Bolton's nomination comes at a time when many hope that Bush will pursue a more multilateralist policy in his second term – hopes that were fueled by his recent bridge-building trip to Europe. The appointment of Condoleezza Rice as secretary of state and Rice's own decision to pick long-time ''realist'' Robert Zoellick as her deputy over Bolton was taken as a clear setback for the coalition of right-wing hawks that have dominated foreign policy since 9/11.

But Bolton's nomination suggests otherwise.

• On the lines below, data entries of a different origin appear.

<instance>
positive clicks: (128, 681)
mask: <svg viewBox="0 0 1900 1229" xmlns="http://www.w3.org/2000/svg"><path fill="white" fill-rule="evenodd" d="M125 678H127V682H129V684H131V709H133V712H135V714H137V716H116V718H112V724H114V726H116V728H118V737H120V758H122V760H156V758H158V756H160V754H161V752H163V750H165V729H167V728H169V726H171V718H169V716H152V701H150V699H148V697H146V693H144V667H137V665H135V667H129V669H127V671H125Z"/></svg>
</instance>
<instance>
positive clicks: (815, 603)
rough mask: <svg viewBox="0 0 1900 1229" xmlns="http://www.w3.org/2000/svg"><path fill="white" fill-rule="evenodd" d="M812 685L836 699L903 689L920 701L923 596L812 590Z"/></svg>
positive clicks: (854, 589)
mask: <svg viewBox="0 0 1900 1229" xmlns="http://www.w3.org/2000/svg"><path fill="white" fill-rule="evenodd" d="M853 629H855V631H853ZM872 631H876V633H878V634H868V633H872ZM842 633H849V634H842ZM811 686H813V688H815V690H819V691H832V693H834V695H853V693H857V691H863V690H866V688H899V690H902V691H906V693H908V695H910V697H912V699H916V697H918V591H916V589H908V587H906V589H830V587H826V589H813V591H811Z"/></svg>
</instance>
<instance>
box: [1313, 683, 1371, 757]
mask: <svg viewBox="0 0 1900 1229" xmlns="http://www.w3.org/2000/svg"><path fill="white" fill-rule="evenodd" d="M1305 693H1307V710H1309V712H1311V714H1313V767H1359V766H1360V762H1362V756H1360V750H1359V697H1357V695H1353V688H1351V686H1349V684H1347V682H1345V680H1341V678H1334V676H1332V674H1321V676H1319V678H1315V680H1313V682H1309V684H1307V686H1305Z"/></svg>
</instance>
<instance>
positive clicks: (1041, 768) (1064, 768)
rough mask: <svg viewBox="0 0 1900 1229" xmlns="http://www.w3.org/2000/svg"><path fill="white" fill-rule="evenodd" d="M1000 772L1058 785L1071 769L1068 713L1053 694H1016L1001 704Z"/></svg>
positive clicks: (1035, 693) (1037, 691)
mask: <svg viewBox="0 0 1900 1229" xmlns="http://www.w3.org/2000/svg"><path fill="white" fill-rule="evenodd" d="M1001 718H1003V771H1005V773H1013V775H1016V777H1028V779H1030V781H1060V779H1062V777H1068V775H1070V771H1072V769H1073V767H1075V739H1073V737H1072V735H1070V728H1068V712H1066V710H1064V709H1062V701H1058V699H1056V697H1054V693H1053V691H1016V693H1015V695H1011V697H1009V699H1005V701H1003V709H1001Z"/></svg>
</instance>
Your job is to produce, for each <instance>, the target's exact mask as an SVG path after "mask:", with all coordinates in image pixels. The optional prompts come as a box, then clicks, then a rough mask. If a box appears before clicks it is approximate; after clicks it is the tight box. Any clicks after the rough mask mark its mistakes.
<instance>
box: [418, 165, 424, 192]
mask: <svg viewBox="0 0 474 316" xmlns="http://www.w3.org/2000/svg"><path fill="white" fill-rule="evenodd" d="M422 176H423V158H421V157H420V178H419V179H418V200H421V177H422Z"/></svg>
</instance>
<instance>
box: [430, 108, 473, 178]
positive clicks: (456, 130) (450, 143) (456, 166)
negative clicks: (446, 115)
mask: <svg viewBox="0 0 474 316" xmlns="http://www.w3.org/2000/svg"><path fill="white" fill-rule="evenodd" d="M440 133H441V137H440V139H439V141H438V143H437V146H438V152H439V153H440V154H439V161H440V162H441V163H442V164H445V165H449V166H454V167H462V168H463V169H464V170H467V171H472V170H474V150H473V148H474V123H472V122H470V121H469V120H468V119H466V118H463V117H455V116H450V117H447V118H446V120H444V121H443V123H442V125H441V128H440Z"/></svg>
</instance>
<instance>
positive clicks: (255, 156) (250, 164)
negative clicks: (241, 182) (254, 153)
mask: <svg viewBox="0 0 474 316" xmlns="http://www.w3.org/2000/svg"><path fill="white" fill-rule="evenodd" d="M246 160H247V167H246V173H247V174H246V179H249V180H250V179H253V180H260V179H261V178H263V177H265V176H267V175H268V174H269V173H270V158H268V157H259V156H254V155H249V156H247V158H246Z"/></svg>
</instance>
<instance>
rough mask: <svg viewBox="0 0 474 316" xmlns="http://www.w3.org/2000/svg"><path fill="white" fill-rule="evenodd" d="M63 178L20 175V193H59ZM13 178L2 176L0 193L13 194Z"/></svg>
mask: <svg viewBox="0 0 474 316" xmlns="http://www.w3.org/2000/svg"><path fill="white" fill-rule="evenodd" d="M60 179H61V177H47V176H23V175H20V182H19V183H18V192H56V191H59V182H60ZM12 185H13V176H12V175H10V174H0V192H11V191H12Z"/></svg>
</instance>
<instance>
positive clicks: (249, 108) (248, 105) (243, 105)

''His nomination sends the exactly the wrong message to the world about the Bush administration's willingness to work with other countries and in multilateral institutions. There's no one who has a greater track record of offending other countries, including our closest allies," Hamilton says.

The "message" to the UN is equally worrisome given Bolton's public and well-documented disdain for the institution. This is, after all, a man who once asserted, ''If the UN (secretariat) building in New York lost ten stories, it wouldn't make a bit of difference.''

While many ranking Democrats in the Senate – including John Kerry and Minority Leader Harry Reid – have expressed reservations about Bolton, they are unlikely to scuttle his nomination. Since it's Democrats who helped approve Bolton's State Department appointment in a 57-43 vote in 2001, any hope for derailing his nomination lies with moderate Republicans such as Dick Lugar. So it's no wonder that the Bush administration is already busy rewriting Bolton's credentials as, in Rice's words, "a tough-minded diplomat" with "a proven track record of effective multilateralism." And, yes, the UN is planning to buy that bridge in Brooklyn.